Gretchen Lynn Bellefeuille
I spotted it from a few feet away. Peeping through the rocks was a pattern of dull rose and lemon yellow. I moved closer to get a better look at what had caught my eye. Unsure of how this had ended up scattered among the other pebbles along the beach in Positano, I buried it into my pocket for a keepsake. As I carefully walked on top of the rocks, trying to not get my new white shoes dirty, I spotted another pop of color through the greys and charcoals. A smooth violet covered the top of an auburn stone. I shoved it into my pocket, giving the other rock a buddy.
I continued to walk the length of the beach with my mom, exploring this new city that we would stay in for a few days on break. This town is tucked in between Sorrento and Amalfi, with only one road to bring you there. The houses and buildings have been built one on top of another into the mountains along the Tyrrhenian Sea. It is usually crowded with tourists, but the middle of March is off season due to the cooler weather. Since it was not the peak season, the town almost felt deserted. With few people walking around and many shops and restaurants closed, we wondered how people made a living here. No more than thirty people were on the beach that day, but for us, the emptiness made it more enjoyable and relaxing.
Upon reaching the cliffs that would cut off the access to the small beachfront, I noticed two other women reaching towards the piles of rocks. They had collected a whole towel full of those colorful, weathered rocks. After introducing ourselves, I found out that they were pieces of broken china, pottery, and mosaics that had been tumbling in the sea for decades and washed onto the shore. The two women, vacationing from California, had some experience with this hobby. The mom has been collecting stones and sea glass from various beaches for years. Like the pottery, she told us that sea glass has been tumbled and ground up until the sharp edges are smoothed and rounded.
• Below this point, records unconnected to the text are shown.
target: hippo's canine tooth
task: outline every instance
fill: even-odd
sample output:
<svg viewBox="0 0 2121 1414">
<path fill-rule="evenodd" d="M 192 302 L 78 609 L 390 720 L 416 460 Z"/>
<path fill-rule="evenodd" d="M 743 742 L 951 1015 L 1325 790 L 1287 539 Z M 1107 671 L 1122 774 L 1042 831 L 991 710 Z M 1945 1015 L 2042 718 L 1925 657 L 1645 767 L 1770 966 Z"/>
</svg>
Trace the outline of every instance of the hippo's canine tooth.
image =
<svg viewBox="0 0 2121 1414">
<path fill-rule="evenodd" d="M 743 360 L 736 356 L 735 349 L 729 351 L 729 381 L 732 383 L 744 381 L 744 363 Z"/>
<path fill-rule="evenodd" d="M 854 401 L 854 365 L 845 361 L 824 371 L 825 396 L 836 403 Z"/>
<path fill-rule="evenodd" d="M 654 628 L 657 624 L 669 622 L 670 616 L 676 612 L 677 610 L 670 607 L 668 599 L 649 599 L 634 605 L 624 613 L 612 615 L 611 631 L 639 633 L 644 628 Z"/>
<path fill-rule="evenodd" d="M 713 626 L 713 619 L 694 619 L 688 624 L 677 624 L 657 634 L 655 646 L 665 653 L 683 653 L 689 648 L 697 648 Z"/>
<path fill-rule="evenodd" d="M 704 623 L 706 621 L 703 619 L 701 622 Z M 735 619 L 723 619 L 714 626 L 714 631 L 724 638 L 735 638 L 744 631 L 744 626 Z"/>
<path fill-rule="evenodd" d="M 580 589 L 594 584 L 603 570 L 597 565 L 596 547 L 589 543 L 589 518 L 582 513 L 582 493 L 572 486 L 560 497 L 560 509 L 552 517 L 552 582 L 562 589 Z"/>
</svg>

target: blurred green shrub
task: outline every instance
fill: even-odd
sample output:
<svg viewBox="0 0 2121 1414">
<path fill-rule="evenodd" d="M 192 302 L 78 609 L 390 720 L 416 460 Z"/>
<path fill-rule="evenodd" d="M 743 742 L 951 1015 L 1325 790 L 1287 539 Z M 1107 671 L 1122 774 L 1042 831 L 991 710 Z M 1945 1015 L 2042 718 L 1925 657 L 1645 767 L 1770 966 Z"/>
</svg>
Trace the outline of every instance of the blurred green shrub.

During this process, the glass loses its slick surface and gains a frosted appearance. She told us that the rarest colors to find are yellow and red because those ones are the oldest. Yellow and red bottles used to be produced, but it became too expensive. The pottery, she explained, may have originated from discarded 18thand 19thcentury porcelain that was made in Europe.
My mom and I were fascinated by the story behind these colorful rocks we had stumbled upon. The sea glass seemed to be more common and easier to find, so we challenged ourselves and searched for all the mosaics we could find. We then spent hours walking up and down the beach on the hunt for blues, purples, greens that would pop up. Sometimes, we had to do some digging. Swiping our feet through the rocks or turning them upside down to see if we had hit the jackpot. As the blue fell from the sky and night grew upon us, we hiked back up to our place to show each other our finds. We laid them out and arranged them in coaster-sized squares – to eventually lay into a mold when we get back to the states.
The winds were strong that night and the pouring rain pounded at the windows. We knew that the tide would wash up many more treasures, so we went back and searched for a while the next day. And we weren’t the only ones who had thought this… the two Californian women were also back to add to their collection. My mom and I both left with 5 pounds of rocks, and because we only traveled with a backpack, we had to carry them around for the rest of our trip. But we didn’t care because this was something that we had shared together and had a lot of fun doing. Plus, we would be able to make a great souvenir out of all our findings.